Maybe he's jealous. Gaming, and by extension gamers, not only are mainstream now, soon, they will define mainstream. And that's scary to a guy who's spent a good portion of his life trashing nerds and geeks.

I say George Will needs to take a hard look at himself. When people talk about "a boy's game played by men" what game are they talking about? Baseball, which George Will loves. His picture in Wikipedia shows him watching a ball game (in a visor and tasteful green polo, of course.) A wise man said to me, "We hate adults who are childISH, but we love adults who are childLIKE."

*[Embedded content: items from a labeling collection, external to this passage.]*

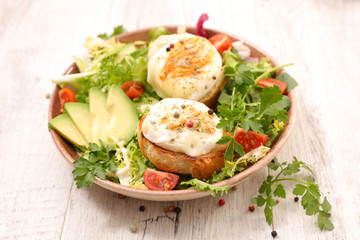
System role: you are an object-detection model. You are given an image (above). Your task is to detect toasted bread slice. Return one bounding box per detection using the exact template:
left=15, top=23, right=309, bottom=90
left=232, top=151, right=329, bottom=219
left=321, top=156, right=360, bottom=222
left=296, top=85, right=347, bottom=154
left=138, top=115, right=227, bottom=179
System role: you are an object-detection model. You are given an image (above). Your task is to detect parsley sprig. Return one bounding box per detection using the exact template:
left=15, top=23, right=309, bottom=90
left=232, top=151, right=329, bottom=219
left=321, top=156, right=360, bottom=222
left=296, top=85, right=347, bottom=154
left=252, top=157, right=334, bottom=230
left=72, top=141, right=118, bottom=188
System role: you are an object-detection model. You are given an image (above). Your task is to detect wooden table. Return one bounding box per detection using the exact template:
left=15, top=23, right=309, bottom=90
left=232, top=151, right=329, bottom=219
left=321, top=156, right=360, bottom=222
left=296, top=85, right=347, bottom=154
left=0, top=0, right=360, bottom=239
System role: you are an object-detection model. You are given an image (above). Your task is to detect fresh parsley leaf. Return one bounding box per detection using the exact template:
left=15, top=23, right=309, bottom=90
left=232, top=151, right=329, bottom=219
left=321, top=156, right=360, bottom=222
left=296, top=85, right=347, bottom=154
left=251, top=195, right=266, bottom=207
left=293, top=184, right=306, bottom=196
left=75, top=172, right=94, bottom=188
left=97, top=25, right=126, bottom=39
left=318, top=211, right=334, bottom=231
left=252, top=157, right=334, bottom=230
left=305, top=198, right=320, bottom=216
left=149, top=27, right=169, bottom=41
left=180, top=178, right=230, bottom=196
left=72, top=142, right=117, bottom=188
left=274, top=184, right=286, bottom=198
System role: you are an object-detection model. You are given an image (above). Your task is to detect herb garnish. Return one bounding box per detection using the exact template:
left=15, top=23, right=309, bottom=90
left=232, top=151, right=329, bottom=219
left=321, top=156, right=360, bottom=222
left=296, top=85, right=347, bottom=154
left=72, top=140, right=118, bottom=188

Watching movies about larger-than-life heroes evidently disqualifies you, too. Too bad, Brian Bird's "The Incredibles" made the same point that George tries to make in this column about the urge to not let anyone stand out. Only much better. And it's funny, too.


Sunday, April 05, 2009


Via the incomparable Alice, I ran across this post on Boing-Boing, which highlights a game industry executive who talks about how his company has a corporate culture of 60+ hours of work. The comment thread is the best part. Very serious and well informed comments all around, I think.

However, I have to say that 60+ hours a week is for pikers. I have personally been in the room when Eric Schmidt, President of Google, bragged to investors that their employees worked 100+ hours a week.

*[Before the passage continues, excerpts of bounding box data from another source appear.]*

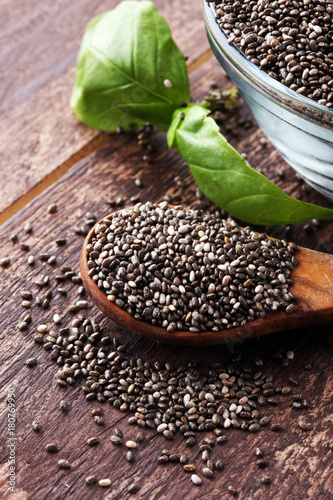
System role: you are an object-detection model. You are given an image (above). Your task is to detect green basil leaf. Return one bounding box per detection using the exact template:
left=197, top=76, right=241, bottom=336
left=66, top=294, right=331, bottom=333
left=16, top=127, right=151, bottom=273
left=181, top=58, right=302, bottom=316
left=71, top=1, right=190, bottom=130
left=168, top=105, right=333, bottom=225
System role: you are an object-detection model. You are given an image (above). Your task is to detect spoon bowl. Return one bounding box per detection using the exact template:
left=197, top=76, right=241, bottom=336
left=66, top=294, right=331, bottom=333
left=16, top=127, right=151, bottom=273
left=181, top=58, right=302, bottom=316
left=80, top=212, right=333, bottom=346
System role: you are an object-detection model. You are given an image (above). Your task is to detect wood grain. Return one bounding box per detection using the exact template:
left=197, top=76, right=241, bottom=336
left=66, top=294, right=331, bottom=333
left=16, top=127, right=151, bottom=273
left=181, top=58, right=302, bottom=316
left=0, top=77, right=333, bottom=500
left=0, top=0, right=208, bottom=217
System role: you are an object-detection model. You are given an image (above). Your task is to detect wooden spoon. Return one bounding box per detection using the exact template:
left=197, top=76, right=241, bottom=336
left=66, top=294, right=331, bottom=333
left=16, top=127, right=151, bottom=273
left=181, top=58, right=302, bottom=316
left=80, top=213, right=333, bottom=345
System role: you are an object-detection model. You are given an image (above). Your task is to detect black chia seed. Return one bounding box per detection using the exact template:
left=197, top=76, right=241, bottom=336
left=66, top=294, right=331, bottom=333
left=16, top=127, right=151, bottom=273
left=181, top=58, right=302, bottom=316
left=87, top=202, right=297, bottom=332
left=211, top=0, right=333, bottom=108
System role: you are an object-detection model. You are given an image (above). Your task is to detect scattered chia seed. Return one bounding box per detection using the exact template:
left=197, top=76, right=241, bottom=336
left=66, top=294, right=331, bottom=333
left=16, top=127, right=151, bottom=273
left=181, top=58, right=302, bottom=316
left=228, top=486, right=238, bottom=497
left=55, top=238, right=67, bottom=247
left=126, top=441, right=138, bottom=449
left=125, top=450, right=134, bottom=462
left=202, top=467, right=214, bottom=479
left=183, top=464, right=196, bottom=472
left=24, top=222, right=32, bottom=233
left=127, top=483, right=140, bottom=495
left=47, top=203, right=58, bottom=214
left=298, top=420, right=312, bottom=431
left=85, top=475, right=97, bottom=485
left=260, top=476, right=273, bottom=484
left=110, top=436, right=123, bottom=446
left=45, top=443, right=59, bottom=453
left=58, top=459, right=72, bottom=469
left=87, top=436, right=99, bottom=446
left=25, top=358, right=37, bottom=368
left=31, top=420, right=41, bottom=432
left=59, top=400, right=71, bottom=413
left=17, top=321, right=28, bottom=332
left=271, top=423, right=283, bottom=432
left=191, top=474, right=202, bottom=486
left=215, top=458, right=224, bottom=470
left=257, top=458, right=268, bottom=469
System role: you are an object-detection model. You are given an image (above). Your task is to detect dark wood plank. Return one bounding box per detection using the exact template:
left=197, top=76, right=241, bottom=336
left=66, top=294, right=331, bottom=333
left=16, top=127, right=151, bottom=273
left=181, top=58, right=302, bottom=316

In case my tone of voice isn't obvious, I don't particularly approve. First of all, this all works because salaried employees are classified as "exempt" under the law. This means that the company does not set their hours, only their tasks. The strictest reading is that an employer can't tell you to show up at 9am, or 7am, or to stay until 7pm. But they are creative, aren't they? They find lots of ways to send the message that you aren't keeping up.

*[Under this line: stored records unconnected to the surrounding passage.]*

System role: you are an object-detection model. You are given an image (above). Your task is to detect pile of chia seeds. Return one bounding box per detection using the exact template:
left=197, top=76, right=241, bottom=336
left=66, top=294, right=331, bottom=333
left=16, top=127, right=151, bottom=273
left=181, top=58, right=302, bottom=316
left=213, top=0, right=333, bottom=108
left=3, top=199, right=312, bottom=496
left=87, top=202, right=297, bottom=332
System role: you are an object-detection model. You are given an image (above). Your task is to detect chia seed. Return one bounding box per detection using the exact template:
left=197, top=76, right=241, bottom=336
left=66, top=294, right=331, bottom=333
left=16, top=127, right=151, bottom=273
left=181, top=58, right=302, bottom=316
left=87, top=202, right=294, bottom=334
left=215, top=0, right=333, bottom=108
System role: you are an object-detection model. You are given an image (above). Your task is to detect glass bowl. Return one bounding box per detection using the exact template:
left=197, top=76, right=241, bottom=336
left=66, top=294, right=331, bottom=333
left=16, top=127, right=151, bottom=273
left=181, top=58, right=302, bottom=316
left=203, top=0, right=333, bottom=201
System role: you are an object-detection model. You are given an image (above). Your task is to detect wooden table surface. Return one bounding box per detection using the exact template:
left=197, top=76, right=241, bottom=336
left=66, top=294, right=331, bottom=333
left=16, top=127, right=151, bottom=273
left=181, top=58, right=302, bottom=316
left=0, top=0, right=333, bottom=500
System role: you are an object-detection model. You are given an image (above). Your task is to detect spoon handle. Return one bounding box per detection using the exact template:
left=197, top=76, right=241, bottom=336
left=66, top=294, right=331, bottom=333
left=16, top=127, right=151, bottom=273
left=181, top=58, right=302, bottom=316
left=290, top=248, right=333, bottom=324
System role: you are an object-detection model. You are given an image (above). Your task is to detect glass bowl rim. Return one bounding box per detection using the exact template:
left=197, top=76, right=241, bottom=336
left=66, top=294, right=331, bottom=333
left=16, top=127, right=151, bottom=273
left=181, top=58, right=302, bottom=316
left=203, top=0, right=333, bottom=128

This focus leads to other management decisions. The executive quoted said that they made a conscious decision to hire only people who will work those kind of hours. This means, to me, that they will hire only young people, predominantly male, who are single. They have no life, and nowhere to go except to work. In short, age and gender discrimination are the tools of this trade, not to mention discrimination against those who are married and have children.

It's also true that young workers don't tend to be terribly efficient workers. And the managers that have the talent to both be technically credible, and have the people skills to train those young people and turn them into efficient, happy workers are rare, and thus expensive. So the easy thing to do is just hire them, and make them work long hours on "death marches". After 5 years or so, most of them will burn out, but that's ok, there's always a fresh crop of rubes, er, young new developers.

And this cultures promotes a certain kind of incompetence among management. Management doesn't need to figure out how to use its labor force effectively since there's no dollar cost associated with it. Whether they are slack or on a death march, the budget shows the same amount. If you can't measure something, you're not going to improve it.

I have personally spent the occasional 100-hour week. I don't object to it, when it makes sense. But a culture of having no life but work is unsustainable for most of us. There are clearly executives who can do it, I can't. I had a heart attack a few years back. (Yes, even high elves with fabulous red hair can have coronary artery disease) At which point I realized that if I want to live to be 4000 years old, that stuff just had to stop.